Ronde 9 — Ayo Makan Bersama ♥
Bagian 1
(Sudut
Pandang Emoto Ruru)
Pertama
kali aku bertemu dengan Sasaki
Yuzuki adalah di ruang rapat kantor kami.
Pada saat
itu, Yuzuki masih berusia dua belas tahun dan belum masuk sekolah SMP. Dia datang ke Tokyo bersama ayahnya
dari Niigata untuk menjadi seorang
idol.
Wajahnya
memang sangat imut dan dia sepertinya akan cepat berkembang, tapi aku tidak
merasakan aura bintang yang biasa dimiliki seorang idol. Jujur saja, aku tidak
berpikir anak ini akan bisa sukses
besar.
Kami
berlima, termasuk dirinya dan aku, membentuk sebuah grup idol di perusahaan
kami. Yuzuki adalah satu-satunya di antara kami yang direkrut secara langsung.
Kalau
boleh jujur, pada waktu itu
sikapku tidak terlalu bersahabat dengannya.
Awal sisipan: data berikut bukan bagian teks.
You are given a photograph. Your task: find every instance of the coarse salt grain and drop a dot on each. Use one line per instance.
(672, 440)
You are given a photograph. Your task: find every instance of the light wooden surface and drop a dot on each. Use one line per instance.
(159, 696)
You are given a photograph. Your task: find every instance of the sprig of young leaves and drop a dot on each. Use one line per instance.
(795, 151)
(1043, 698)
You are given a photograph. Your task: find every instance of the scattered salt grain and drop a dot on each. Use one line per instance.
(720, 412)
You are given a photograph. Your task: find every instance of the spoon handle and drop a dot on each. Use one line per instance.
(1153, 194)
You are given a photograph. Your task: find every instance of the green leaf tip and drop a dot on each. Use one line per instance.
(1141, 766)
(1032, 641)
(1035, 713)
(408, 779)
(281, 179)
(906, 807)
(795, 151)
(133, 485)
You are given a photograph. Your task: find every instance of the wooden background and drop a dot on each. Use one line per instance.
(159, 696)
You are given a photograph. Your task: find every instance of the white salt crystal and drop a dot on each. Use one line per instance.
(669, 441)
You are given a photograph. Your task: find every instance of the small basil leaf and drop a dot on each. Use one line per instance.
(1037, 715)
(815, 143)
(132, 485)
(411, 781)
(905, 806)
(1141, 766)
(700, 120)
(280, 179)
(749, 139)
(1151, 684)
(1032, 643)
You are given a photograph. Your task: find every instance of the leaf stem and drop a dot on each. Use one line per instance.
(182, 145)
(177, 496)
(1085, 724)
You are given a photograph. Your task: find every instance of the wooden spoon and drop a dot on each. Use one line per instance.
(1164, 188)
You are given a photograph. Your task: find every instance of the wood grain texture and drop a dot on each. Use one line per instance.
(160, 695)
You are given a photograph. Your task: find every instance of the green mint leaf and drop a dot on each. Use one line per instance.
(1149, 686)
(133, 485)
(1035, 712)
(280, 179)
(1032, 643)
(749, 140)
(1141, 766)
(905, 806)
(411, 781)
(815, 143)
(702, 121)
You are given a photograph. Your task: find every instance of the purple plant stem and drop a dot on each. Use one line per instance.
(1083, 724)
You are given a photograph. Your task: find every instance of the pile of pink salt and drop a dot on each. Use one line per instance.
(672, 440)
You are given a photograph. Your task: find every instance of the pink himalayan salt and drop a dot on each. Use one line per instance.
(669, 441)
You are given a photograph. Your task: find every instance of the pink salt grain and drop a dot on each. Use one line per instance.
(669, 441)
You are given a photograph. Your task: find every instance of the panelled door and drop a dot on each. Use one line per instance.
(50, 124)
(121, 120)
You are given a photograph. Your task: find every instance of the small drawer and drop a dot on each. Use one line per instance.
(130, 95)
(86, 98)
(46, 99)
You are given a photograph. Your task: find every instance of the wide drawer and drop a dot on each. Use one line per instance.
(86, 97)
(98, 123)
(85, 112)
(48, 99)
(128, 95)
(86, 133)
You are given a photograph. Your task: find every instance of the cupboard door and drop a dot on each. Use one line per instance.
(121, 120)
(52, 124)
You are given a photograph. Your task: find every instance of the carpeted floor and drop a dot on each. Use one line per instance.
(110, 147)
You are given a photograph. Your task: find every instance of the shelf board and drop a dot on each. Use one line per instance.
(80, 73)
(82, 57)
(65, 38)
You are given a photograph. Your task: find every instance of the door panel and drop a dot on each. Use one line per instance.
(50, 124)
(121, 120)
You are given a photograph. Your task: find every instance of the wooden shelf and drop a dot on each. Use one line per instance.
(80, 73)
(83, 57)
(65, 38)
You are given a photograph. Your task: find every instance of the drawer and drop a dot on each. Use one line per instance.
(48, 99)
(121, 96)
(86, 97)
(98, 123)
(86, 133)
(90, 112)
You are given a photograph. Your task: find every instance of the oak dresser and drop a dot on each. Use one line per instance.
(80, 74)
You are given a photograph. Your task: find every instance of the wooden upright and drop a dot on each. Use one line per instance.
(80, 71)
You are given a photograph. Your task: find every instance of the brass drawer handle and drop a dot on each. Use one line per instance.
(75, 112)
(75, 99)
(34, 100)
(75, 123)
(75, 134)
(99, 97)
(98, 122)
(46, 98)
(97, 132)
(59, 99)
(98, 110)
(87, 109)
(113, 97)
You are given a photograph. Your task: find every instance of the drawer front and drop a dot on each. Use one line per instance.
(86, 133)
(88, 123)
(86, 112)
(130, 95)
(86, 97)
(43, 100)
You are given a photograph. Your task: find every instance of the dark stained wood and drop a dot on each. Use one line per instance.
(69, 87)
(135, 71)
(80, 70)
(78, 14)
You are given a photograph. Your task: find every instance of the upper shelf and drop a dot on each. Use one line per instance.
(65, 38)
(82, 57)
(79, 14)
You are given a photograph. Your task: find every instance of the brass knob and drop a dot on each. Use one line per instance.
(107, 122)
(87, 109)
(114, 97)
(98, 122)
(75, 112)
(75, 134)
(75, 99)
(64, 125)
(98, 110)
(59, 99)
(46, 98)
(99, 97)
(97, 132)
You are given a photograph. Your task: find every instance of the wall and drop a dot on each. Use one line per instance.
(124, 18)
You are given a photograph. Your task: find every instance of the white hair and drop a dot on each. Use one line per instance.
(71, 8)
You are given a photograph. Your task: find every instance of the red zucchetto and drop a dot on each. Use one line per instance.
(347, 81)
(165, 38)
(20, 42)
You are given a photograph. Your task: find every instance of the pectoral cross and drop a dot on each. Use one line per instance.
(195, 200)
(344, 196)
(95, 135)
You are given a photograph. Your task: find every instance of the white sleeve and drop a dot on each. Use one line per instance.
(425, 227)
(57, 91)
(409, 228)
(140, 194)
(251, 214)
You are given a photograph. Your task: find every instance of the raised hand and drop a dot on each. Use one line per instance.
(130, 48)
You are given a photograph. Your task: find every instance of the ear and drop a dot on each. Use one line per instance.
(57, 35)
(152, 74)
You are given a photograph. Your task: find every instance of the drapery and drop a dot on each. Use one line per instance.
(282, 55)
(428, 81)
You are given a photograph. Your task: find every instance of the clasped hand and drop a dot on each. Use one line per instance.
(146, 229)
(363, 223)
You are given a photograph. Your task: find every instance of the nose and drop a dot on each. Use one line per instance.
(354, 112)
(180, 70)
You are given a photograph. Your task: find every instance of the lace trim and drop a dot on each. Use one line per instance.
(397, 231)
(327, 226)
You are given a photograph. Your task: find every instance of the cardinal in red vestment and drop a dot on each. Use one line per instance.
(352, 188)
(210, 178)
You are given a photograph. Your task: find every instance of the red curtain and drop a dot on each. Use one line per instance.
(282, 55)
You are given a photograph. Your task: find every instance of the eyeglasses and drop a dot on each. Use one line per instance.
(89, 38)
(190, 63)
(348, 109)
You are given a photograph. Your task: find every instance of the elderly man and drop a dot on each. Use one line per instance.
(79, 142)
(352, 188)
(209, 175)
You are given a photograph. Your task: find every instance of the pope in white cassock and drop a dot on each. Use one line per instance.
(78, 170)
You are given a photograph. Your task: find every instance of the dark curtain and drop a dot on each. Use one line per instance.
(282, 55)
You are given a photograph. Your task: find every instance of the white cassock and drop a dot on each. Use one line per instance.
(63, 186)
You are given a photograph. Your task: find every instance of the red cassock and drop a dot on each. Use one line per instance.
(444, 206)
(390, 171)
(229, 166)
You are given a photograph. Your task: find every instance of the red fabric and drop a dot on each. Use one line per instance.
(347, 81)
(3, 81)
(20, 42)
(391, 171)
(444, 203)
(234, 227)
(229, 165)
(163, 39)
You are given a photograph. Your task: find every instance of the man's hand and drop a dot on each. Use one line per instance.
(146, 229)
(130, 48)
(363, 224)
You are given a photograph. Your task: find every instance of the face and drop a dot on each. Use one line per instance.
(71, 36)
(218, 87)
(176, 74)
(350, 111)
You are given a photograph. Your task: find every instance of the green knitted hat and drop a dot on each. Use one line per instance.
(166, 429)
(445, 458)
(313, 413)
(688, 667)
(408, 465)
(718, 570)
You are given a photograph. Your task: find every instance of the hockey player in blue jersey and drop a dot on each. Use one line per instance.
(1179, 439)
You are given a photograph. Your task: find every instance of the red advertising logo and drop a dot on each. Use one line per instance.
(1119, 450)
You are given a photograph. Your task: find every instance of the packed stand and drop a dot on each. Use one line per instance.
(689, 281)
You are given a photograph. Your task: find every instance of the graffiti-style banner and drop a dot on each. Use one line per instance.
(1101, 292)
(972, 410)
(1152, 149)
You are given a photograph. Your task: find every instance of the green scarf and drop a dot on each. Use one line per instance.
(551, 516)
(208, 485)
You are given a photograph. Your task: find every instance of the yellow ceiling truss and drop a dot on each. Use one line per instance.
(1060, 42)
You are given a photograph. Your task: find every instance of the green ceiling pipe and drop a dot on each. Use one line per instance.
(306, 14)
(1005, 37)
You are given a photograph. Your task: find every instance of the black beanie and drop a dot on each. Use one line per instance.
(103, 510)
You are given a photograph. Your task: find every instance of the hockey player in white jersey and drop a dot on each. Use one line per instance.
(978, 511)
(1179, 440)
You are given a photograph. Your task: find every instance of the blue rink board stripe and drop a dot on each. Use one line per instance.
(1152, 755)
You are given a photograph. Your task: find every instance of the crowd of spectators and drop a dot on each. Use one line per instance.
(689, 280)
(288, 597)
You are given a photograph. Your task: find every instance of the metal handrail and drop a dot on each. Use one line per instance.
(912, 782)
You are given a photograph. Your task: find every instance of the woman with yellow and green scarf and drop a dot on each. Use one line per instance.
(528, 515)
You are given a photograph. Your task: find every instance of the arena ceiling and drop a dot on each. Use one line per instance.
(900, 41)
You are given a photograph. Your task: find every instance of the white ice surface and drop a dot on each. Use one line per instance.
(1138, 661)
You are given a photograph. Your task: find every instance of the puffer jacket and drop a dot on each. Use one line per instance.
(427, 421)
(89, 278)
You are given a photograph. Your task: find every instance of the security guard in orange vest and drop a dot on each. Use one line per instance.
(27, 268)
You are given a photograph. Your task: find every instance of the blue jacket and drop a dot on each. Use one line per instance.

Soalnya, rasanya tidak adil. Aku
sudah mengikuti banyak audisi dan dengan susah payah akhirnya diterima di sini.
Tapi tiba-tiba ada yang langsung direkrut dan bisa naik ke panggung yang sama
dengan kami. Rasanya seolah-olah upayaku
yang telah berjuang keras diabaikan begitu saja.
Perkenalan
kami biasa-biasa saja, seperti pergantian kelas di sekolah — kami hanya menyebutkan nama,
umur, tempat asal, idol favorit, dan sebagainya.
Setelah
memperkenalkan diri, kami langsung memulai latihan untuk debut.
Pada
tahap ini, barulah aku mulai merasa malu
pada diriku sendiri.
Yuzuki
mengungguli kami berlima dalam hal bernyanyi dan menari. Dia adalah seseorang yang cepat
belajar, fokus, dan mempunyai bakat. Rasanya dia sudah seperti
idol profesional.
Ketika aku bertanya kepadanya tentang hal itu, katanya
sejak kecil dia selalu menonton DVD idol setiap malam hingga larut, berlatih
koreografi, lalu memperagakannya untuk orang tuanya. Jadi wajar jika gerakannya
sudah sangat terlatih.
Selama waktu latihan, pupil matanya selalu terbuka
lebar, seakan-akan ingin menyerap semua yang dilihatnya.
Sementara
aku hampir kehabisan napas mengikuti latihan setiap hari, Yuzuki sudah
melangkah jauh di depan. Dia seperti sedang menjalankan misi suci untuk menjadi
idol papan atas, melampaui sebatas penggemar
biasa.
Setelah
rekaman selesai, akhirnya diumumkan penempatan posisi dan bagian dalam
debut single kami. Menurutku, Yuzuki pasti akan dipilih menjadi center, karena
dia center termuda yang menarik, jadi hal tersebut bisa
menambah reputasi kami.
Namun
hasilnya berbeda. Yuzuki justru ditempatkan di posisi paling jauh dari center.
Yuzuki tampaknya tidak puas dengan hasil ini dan langsung berdiskusi dengan
produser. Anggota lain hanya menyaksikan dari kejauhan dengan tatapan dingin.
Beberapa
puluh menit kemudian, Yuzuki sendirian meringkuk di studio.
Bersamaan
dengan penentuan posisi lagu debut, aku ditunjuk menjadi ketua grup. Tugas pertama sebagai ketua adalah sepertinya memberikan
dukungan mental pada juniorku ini.
“Yuzuki,
apa kamu
baik-baik saja?”
“...Emoto-senpai.”
Matanya terlihat memerah seperti kelinci. Kemarahan
yang sangat mendalam ini
menunjukkan betapa kerasnya dia berjuang.
Ketika aku bertanya kepadanya apa yang
dia diskusikan dengan produser, Yuzuki langsung menceritakannya tanpa jeda.
Sepertinya dia sangat kecewa, sampai bercerita tanpa henti selama lebih dari 10
menit. Kurasa saat ini dia membutuhkan
simpati.
Apakah
aku harus menghiburnya dengan kata-kata klise atau justru bersikap tegas?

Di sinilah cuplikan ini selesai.